Common mistakes in this station
- Prescribing salbutamol. Bronchodilators have no evidence of benefit in bronchiolitis and are not recommended by NICE. Candidates who prescribe salbutamol demonstrate guideline unfamiliarity.
- Not assessing feeding adequately. The decision to admit hinges on whether the infant can maintain adequate oral intake. Candidates who focus on auscultation without quantifying feed volume miss the key assessment.
- Not providing the peak illness warning. Parents need to know the baby may worsen before improving (peak day 3 to 5). Candidates who say 'he should get better from here' without this warning set false expectations.
Resitting PLAB 2?
If you have previously struggled with history taking stations, focus on building a consistent systematic framework that you apply to every case. Practise structuring your history into clear phases (presenting complaint, systems review, PMH, social, ICE) so that even under pressure, you cover all domains. Many resitters lose marks not on knowledge but on organisation and time management.
Example opening
Good morning/afternoon, my name is Dr [Name], I'm one of the doctors here today. Could I confirm your name and date of birth please? Thank you. So, what's brought you in to see me today?
Frequently asked questions
How do I approach the consultation in this viral bronchiolitis station?

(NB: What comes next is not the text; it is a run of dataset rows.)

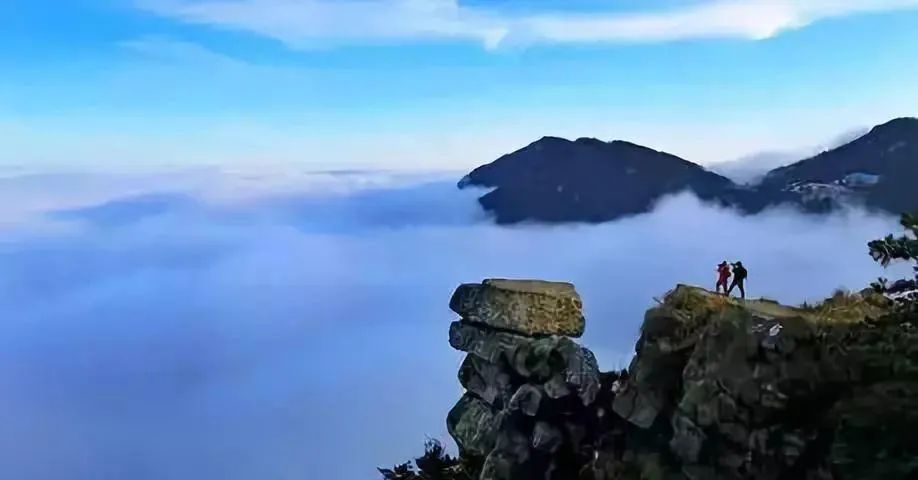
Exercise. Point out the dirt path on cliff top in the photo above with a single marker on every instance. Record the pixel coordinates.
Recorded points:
(840, 308)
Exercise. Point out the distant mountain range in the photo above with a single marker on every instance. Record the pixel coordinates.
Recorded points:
(587, 180)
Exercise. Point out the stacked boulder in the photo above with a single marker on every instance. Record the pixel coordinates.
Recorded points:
(530, 388)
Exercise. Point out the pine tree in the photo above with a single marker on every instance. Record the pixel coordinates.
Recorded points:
(902, 248)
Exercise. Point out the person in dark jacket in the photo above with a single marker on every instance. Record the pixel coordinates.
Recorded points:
(739, 279)
(723, 277)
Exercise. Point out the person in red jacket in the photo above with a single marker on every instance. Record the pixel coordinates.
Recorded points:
(723, 276)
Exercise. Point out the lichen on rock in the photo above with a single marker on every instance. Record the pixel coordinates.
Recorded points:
(718, 389)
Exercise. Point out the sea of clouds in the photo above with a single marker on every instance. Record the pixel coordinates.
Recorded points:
(230, 325)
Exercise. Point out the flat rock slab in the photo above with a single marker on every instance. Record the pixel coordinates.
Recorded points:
(530, 307)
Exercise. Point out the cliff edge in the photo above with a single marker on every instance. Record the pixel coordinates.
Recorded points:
(718, 389)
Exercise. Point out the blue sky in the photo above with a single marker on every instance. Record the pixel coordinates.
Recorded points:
(436, 84)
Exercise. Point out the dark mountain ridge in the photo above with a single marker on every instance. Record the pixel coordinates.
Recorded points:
(587, 180)
(556, 180)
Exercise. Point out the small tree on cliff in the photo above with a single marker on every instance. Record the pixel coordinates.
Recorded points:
(893, 248)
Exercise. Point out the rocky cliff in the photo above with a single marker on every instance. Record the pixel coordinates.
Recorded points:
(718, 389)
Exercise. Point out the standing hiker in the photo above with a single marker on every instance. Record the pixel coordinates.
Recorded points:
(739, 279)
(723, 276)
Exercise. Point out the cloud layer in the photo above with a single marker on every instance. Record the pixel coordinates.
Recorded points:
(319, 23)
(167, 330)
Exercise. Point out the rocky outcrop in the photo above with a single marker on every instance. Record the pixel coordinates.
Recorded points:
(718, 389)
(530, 388)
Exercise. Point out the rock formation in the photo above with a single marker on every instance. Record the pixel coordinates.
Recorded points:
(529, 386)
(718, 389)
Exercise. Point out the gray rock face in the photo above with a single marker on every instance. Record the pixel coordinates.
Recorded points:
(718, 389)
(474, 425)
(527, 382)
(530, 307)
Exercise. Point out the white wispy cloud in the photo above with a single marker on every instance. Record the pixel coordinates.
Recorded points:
(320, 23)
(179, 51)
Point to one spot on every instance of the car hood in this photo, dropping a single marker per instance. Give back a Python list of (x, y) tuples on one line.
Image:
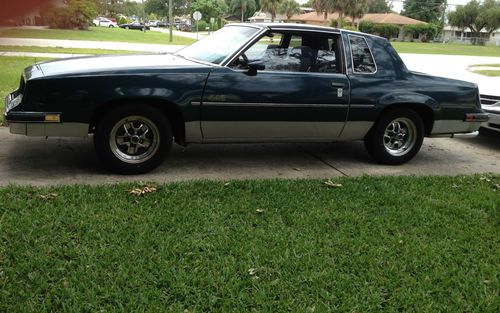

Bronchiolitis in infants tests the candidate's ability to assess severity, identify admission criteria, and resist prescribing unnecessary treatments. Oliver is 4 months old with 3 days of coryzal symptoms and now wheeze and feeding difficulty. Open with: 'Mrs Lovell, tell me about Oliver's breathing and how he has been feeding today.'
What does a strong performance look like to the examiner in this station?
Strong performances show: Severity assessed (feeding, distress, SpO2). Admission criteria checked. Age and risk factors noted. Hydration assessed. Natural history stage identified (day 3-5 of illness). Weak performances: Not assessing feeding. Not checking SpO2. Not identifying severity.
What is the biggest pitfall in this viral bronchiolitis station?
Prescribing salbutamol. Bronchodilators have no evidence of benefit in bronchiolitis and are not recommended by NICE. Candidates who prescribe salbutamol demonstrate guideline unfamiliarity.
How should I prepare for viral bronchiolitis if I have never seen it in practice?
Structure beats experience here. Focus on admission criteria: SpO2 <92%, apnoea, unable to maintain 50-75% of usual feed volume, severe distress. The written guidance on this page covers the full approach, and practising the consultation aloud builds the fluency the examiner is listening for.